Da un lato, sul piano politico la pace sembra allontanarsi sempre più. L’acuirsi della divisione tra blocco occidentale e sfera d’influenza della Russia potrebbe riflettersi anche nella questione yemenita, facendo sfumare quel consenso internazionale che da tempo si cercava di raggiungere per mettere fine alla guerra civile. Ad uscire avvantaggiati dai disequilibri di potere paiono proprio gli sciiti sostenuti dall’Iran, con i tentativi di pace promossi dall’ONU e dagli Stati Uniti compromessi dalla delicata situazione in Ucraina.

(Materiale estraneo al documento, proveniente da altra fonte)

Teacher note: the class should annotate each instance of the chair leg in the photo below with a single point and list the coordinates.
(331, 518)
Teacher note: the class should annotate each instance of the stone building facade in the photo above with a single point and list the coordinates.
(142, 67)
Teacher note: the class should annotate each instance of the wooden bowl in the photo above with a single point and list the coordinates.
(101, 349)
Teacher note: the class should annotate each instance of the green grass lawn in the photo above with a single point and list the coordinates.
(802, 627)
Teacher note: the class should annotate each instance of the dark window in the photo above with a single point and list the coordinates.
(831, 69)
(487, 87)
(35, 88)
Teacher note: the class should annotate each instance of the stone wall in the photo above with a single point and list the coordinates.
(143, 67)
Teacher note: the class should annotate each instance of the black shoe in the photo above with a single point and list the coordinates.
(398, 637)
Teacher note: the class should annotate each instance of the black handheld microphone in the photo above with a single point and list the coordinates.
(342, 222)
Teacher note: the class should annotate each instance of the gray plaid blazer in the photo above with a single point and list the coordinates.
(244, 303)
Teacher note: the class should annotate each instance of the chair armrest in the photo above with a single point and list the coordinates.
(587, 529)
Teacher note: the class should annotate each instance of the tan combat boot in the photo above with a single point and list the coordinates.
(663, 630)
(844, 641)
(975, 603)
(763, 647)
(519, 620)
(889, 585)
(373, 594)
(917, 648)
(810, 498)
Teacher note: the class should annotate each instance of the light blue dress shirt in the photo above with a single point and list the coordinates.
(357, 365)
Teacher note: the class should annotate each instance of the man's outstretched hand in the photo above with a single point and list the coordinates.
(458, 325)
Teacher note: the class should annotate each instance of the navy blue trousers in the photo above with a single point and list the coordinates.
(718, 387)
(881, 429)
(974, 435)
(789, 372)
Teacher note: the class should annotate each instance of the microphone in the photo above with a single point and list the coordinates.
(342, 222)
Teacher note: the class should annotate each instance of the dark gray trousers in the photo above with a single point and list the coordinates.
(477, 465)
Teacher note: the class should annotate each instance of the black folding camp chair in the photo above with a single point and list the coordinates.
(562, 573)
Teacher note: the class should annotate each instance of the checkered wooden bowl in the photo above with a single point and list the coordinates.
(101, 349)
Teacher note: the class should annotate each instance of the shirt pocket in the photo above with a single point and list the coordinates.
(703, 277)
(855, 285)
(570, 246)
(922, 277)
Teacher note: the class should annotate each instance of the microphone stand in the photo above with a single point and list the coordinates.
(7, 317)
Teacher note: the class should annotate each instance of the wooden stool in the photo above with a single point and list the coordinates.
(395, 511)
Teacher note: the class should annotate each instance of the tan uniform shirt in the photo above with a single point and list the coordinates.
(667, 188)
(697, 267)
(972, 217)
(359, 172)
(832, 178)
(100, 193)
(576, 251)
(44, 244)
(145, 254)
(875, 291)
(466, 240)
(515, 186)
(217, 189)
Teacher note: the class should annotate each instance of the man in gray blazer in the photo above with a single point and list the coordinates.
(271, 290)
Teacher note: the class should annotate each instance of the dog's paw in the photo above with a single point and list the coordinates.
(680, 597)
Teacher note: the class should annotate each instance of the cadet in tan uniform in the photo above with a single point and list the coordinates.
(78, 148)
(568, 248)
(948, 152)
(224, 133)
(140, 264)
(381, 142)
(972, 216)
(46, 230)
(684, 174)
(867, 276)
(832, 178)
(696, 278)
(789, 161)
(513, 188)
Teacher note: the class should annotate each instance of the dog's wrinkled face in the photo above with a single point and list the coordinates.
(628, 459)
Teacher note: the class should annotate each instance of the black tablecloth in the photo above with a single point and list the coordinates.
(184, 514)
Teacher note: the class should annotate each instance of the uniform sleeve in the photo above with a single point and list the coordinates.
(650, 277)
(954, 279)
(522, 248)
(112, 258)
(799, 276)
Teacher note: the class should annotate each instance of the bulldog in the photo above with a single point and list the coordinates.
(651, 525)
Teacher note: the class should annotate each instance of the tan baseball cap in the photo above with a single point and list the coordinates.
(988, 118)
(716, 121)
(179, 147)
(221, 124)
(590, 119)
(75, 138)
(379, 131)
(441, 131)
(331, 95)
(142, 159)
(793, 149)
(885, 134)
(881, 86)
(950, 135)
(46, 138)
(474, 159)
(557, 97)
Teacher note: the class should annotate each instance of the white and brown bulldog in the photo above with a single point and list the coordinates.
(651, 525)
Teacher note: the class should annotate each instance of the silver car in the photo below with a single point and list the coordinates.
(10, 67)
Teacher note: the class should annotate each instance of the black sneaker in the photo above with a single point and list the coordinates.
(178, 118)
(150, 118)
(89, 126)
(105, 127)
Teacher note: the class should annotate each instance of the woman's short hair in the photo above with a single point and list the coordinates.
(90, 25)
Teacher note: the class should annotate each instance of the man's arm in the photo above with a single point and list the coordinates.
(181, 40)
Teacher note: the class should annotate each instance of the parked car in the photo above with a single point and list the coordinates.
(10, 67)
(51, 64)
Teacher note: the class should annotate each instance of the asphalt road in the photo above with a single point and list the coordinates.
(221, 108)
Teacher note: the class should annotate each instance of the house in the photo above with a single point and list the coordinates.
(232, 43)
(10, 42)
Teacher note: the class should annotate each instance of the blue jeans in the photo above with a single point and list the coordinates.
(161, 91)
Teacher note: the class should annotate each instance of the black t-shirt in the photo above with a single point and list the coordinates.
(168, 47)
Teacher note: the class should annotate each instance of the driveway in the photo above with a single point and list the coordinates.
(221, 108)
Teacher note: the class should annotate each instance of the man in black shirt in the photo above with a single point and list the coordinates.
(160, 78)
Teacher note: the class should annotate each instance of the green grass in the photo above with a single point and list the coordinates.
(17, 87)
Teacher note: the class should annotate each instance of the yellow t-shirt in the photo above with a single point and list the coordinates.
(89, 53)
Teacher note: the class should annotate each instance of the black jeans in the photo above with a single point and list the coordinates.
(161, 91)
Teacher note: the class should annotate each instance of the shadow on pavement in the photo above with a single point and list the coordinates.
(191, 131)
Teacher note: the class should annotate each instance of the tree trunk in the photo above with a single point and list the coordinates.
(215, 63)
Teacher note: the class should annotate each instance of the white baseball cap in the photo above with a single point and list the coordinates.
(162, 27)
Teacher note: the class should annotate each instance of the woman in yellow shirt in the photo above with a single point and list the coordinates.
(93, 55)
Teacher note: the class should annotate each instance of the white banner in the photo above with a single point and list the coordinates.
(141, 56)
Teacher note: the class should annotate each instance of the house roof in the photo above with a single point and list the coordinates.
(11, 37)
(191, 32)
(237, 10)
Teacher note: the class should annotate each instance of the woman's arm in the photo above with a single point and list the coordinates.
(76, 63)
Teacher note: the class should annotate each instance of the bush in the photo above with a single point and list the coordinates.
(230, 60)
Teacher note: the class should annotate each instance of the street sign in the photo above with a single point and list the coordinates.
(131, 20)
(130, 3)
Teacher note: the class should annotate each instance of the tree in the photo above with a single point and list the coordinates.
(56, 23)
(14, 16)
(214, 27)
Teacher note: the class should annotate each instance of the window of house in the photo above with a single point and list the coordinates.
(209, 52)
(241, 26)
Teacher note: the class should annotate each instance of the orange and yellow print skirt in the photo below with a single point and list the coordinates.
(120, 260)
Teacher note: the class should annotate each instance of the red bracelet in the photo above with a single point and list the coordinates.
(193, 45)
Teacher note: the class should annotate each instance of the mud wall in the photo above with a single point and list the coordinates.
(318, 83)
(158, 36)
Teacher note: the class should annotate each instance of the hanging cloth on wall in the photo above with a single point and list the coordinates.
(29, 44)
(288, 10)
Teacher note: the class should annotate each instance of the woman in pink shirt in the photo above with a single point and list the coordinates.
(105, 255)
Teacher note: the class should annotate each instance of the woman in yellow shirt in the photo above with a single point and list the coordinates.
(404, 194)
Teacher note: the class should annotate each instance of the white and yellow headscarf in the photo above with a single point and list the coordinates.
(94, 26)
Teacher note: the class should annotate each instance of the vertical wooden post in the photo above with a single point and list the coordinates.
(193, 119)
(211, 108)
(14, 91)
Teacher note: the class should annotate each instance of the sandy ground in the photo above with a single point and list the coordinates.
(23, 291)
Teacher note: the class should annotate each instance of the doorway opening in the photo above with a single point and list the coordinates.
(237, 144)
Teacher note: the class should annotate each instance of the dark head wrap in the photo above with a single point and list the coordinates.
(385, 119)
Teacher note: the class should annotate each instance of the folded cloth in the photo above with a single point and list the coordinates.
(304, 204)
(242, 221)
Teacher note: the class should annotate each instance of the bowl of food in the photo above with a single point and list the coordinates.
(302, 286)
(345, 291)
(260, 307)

Dall’altro, la crisi umanitaria permanente è più disastrosa che mai. Lo Yemen riceve la maggior parte delle provviste alimentari dal World Food Programme dell’ONU, il quale a sua volta compra il grano dall’Ucraina e la Russia. Non solo il conflitto sul suolo ucraino ha bloccato le esportazioni di beni primari, ma anche imposto al WFP un nuovo fronte su cui operare. Diverse agenzie umanitarie e delle stesse Nazioni Unite già da marzo hanno dovuto sospendere gli aiuti verso lo Yemen per mancanza di fondi, facendo precipitare la condizione di povertà della gran parte della popolazione. Il rischio, in realtà già concretizzato, è quello di non riuscire a sopperire a tutte le crisi umanitarie in corso; dal WFP arriva una richiesta d’aiuto: “Non fateci prendere il cibo da bambini affamati per darlo a bambini che stanno morendo di fame”.